Fine dining restaurant in Holland Park
Category : Restaurant
| Cuisine : Japanese
Address : 120-122 Holland Park Ave, Notting Hill, London , W11 4UA, UNITED KINGDOM - Directions
Web : www.flatthree.london
Opening Times : Tue – Sat (Dinner): 18:00 – 21:30, Fri & Sat (Lunch): 12:00 – 14:30
It's safe to say that there's nothing quite like Flat Three, which definitely applies to London but could easily be true further afield. First off, it's one of Holland Park's first fine dining restaurants, a fact that's quite surprising considering the neighbourhood's property prices which skew to the stratosphere. Secondly, it's definitely the first eatery that we've encountered which splices the culinary traditions of Japan, Korea, Sweden and Denmark.
On a Thursday night visit a restrained yet excited energy pervaded the dining room, an exercise in minimalism with a blue and beige colour palette. Like Alinea in Chicago, Flat Three does it's best to disconcert and jar the diner entering the experience. The front door is situated discreetly at the corner of a junction, and as you approach it you could easily mistake it for a flat. Descending underground, you pass a large open kitchen replete with stainless steel gleaming under the bright lights. The design is light and airy, there's a summery Scandinavian ambience playing off vintage darkwood furniture.
The aforementioned kitchens are headed up by Pavel Kanja, who formerly worked with Scott Hallsworth at Nobu in Melbourne, and brings an obsessive eye to detail. Soon after settling in, an array of snacks were presented to the table. We were offered a yuzu juice to drink and served glazed carrots on a pancake with a crumpet-ish texture. It was obvious from here on out that Rene Redzepi was an important touchstone. This was bolstered by our second dish: salmon sashimi was overlaid with gossamer thin lardo and spiked with a sharp ponzu sauce infused with Douglas fir needles. The interplay of porcine and piscine was an enlightened dynamic.
Heirloom English tomatoes were coarsely sliced and immersed in a buttermilk sauce with Scott's pine and celery. This was followed by another veggie dish - alliums with ramson, smoked tofu and nasturtium vinegar - the leaves dressed with the smoky, salty amalgam of vinegar and tofu. Live tofu was a bit of a jump for us, we hadn't had anything like it before. The texture could be kissing cousins with Greek yoghurt. It was soft and creamy with a granular ballast, served with a Shishitou preserve and kinome, which had a similar taste to mango chutney.

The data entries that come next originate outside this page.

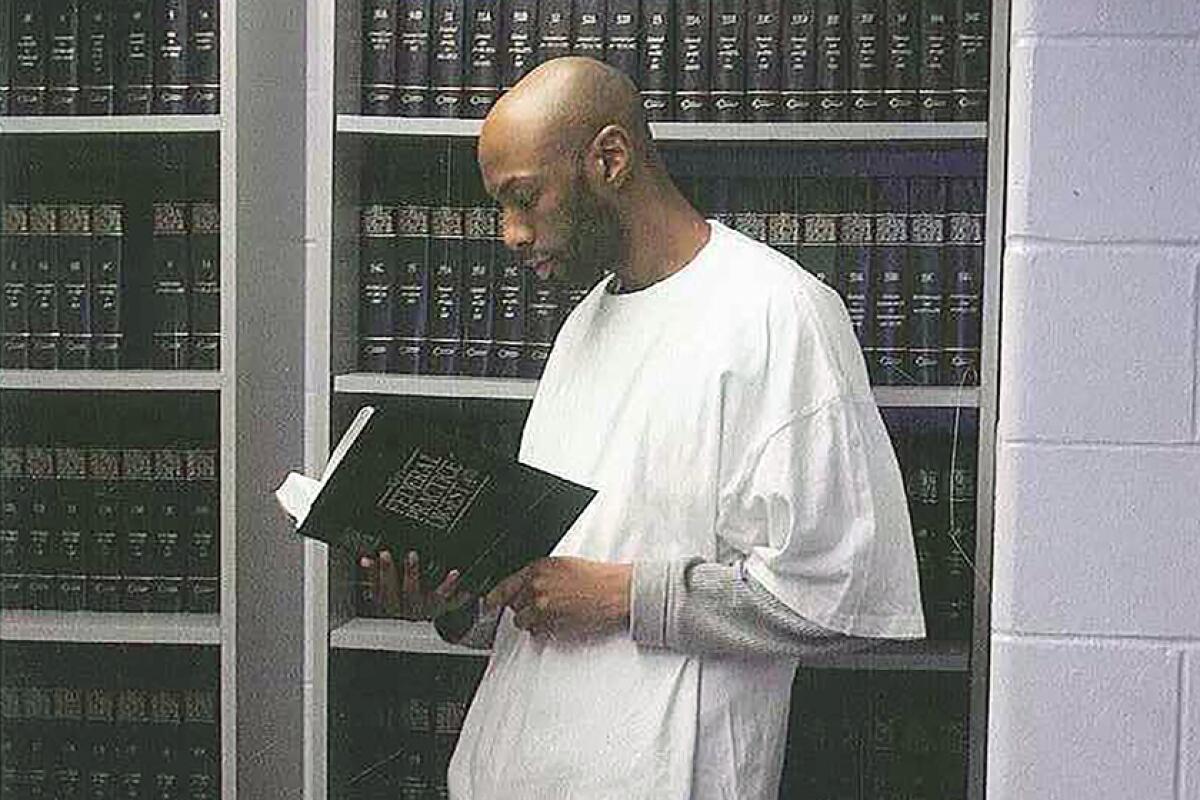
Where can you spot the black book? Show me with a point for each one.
(935, 89)
(63, 62)
(484, 37)
(135, 56)
(621, 35)
(379, 26)
(655, 59)
(448, 56)
(96, 49)
(411, 487)
(729, 37)
(901, 72)
(833, 54)
(413, 58)
(29, 58)
(972, 53)
(203, 56)
(867, 59)
(765, 55)
(520, 41)
(799, 61)
(171, 56)
(694, 62)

Poached seabass was rather an austere dish - with a tranche of the fish served with skin on in a clear broth of fermented cauliflower. Runeberg cake, named for the Finnish-Swedish national poet, was very much the opposite, a warm and homely dish. Cooked to order, it takes approximately twenty minutes but is well worth the wait. It's similar to a madeira/plain sponge with a crispy exterior and a molten warm exterior. Served with milk ice cream and a cherry compote, it was a lovely full stop to the meal.
For anyone who wants fine dining with a heavy dollop of imagination and innovation, Flat Three is a shoo-in.